Sonia Faleiro is an award-winning journalist and author of a
novel, The Girl. Contributing editor at Vogue India and
writer-at-large for Tehelka, India's independent news magazine,
she is working on a non-fiction book about the bar dancers of Bombay,
where she currently lives.
Siddharth Dhanvant Shanghvi's debut novel, The Last Song
of Dusk, won the Betty Trask Award and the Premio Grinzane
Cavour Prize in Italy. He lives and works in Bombay.
Dr C. K Lakshmi writes fiction under the pseudonym Ambai in
Tamil, and is the author of two collections of stories, A Purple
Sea and In a Forest, A Deer. Currently a college lecturer
in New Delhi, she is Director of SPARROW (Sound & Picture Archives
for Research on Women).
Mukul Kesavan a critically acclaimed, bestselling writer,
essayist and journalist. He is also a cricket enthusiast, and his book
Men in White was published by Penguin India in 2007.

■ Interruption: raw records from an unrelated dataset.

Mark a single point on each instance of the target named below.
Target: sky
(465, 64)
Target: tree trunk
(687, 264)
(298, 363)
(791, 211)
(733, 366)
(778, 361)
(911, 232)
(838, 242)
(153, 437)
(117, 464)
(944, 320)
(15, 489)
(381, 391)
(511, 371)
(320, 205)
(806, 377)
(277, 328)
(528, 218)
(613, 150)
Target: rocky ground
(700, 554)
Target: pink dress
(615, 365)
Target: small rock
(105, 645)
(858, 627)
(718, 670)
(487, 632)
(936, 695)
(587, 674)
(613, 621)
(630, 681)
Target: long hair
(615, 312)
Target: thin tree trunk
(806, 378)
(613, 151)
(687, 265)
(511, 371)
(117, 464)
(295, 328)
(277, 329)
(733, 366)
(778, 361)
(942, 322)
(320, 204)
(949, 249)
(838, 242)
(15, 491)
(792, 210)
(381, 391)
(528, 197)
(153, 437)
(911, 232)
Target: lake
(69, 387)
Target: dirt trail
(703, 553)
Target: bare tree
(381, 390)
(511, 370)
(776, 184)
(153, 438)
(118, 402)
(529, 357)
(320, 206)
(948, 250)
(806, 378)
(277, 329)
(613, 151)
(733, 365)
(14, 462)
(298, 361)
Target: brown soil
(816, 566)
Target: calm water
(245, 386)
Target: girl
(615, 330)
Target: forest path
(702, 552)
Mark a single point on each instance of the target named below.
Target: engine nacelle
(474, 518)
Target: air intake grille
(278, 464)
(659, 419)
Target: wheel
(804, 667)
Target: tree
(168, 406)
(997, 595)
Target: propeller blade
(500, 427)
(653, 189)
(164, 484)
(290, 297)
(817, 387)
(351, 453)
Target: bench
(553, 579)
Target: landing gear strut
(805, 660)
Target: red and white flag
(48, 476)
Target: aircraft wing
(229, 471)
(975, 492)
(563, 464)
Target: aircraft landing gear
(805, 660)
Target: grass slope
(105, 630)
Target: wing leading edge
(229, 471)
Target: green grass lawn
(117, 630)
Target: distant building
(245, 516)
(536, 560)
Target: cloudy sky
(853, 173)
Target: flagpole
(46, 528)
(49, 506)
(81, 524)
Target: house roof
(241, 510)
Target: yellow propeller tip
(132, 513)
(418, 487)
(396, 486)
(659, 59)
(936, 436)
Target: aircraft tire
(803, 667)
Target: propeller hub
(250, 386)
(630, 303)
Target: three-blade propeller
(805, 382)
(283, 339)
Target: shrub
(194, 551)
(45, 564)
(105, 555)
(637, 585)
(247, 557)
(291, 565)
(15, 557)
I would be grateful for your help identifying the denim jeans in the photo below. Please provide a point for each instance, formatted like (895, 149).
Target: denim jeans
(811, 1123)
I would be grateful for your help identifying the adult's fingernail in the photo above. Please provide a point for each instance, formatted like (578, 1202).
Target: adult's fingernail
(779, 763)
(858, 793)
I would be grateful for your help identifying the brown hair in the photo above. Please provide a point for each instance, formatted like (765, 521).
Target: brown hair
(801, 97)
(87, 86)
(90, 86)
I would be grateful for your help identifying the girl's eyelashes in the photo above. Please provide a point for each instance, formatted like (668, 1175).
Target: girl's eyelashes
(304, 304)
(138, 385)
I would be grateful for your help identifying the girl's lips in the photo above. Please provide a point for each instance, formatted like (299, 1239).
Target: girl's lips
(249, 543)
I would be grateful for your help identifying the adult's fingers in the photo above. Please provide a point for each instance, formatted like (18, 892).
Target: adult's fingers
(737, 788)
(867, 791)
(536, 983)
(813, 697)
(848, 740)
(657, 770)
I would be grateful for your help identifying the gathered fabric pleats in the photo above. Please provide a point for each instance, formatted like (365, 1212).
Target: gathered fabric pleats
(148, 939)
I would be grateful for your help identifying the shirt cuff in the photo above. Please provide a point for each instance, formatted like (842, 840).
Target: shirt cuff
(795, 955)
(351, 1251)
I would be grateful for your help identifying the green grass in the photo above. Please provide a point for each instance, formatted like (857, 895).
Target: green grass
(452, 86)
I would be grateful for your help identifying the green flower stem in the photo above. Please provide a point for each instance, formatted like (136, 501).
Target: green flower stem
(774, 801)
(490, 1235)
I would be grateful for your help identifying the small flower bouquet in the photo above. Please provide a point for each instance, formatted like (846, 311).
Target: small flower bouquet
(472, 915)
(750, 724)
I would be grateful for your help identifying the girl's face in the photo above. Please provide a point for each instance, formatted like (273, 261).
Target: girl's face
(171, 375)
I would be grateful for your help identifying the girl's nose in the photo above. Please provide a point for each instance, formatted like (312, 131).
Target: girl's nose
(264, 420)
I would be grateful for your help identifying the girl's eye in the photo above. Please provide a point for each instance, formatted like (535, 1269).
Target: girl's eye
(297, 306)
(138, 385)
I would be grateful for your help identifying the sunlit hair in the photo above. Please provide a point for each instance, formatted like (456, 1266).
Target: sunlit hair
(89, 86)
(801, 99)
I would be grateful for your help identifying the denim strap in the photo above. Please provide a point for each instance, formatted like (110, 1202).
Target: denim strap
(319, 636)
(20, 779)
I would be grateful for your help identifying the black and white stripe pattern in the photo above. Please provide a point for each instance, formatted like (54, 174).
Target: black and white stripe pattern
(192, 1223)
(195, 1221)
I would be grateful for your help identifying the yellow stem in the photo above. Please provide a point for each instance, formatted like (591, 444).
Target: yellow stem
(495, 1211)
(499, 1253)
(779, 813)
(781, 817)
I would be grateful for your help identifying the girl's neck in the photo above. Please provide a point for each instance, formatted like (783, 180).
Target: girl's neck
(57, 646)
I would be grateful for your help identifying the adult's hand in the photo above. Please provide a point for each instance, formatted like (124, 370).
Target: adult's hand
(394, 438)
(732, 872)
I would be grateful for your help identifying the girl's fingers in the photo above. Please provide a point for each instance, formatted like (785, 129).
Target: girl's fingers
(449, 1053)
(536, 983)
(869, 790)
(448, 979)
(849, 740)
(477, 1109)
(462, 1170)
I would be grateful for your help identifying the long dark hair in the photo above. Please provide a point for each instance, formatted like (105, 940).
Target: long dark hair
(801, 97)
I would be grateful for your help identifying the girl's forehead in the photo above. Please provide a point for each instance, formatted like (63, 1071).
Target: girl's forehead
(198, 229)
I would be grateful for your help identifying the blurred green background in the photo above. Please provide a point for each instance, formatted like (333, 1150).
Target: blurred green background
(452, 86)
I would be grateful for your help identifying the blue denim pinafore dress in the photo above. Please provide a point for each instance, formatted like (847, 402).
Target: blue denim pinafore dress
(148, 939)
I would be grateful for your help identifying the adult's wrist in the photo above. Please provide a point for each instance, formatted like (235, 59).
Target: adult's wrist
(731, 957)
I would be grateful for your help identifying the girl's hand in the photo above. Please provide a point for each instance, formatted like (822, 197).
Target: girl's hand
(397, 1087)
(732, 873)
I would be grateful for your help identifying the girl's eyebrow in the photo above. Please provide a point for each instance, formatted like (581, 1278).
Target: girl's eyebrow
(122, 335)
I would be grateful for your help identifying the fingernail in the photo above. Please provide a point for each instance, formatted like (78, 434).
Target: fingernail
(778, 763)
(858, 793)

Aman Sethi is a Delhi-based reporter with the fortnightly
national Indian news magazine, Frontline where he covers
infrastructure, environment and urban ecologies. His first book is
expected in 2009.
Amartya Sen (Foreword) is an Indian economist and
philosopher. He won the Nobel Prize for Economics in 1998 and the
Bharat Ratna, India's highest civilian award, in 1999. A former
honorary president of Oxfam and Master of Trinity College Cambridge,
he now teaches at Harvard University in the USA. His many books
include Choice, Welfare and Measurement, Development as
Freedom and Identity and Violence: The Illusion of Destiny.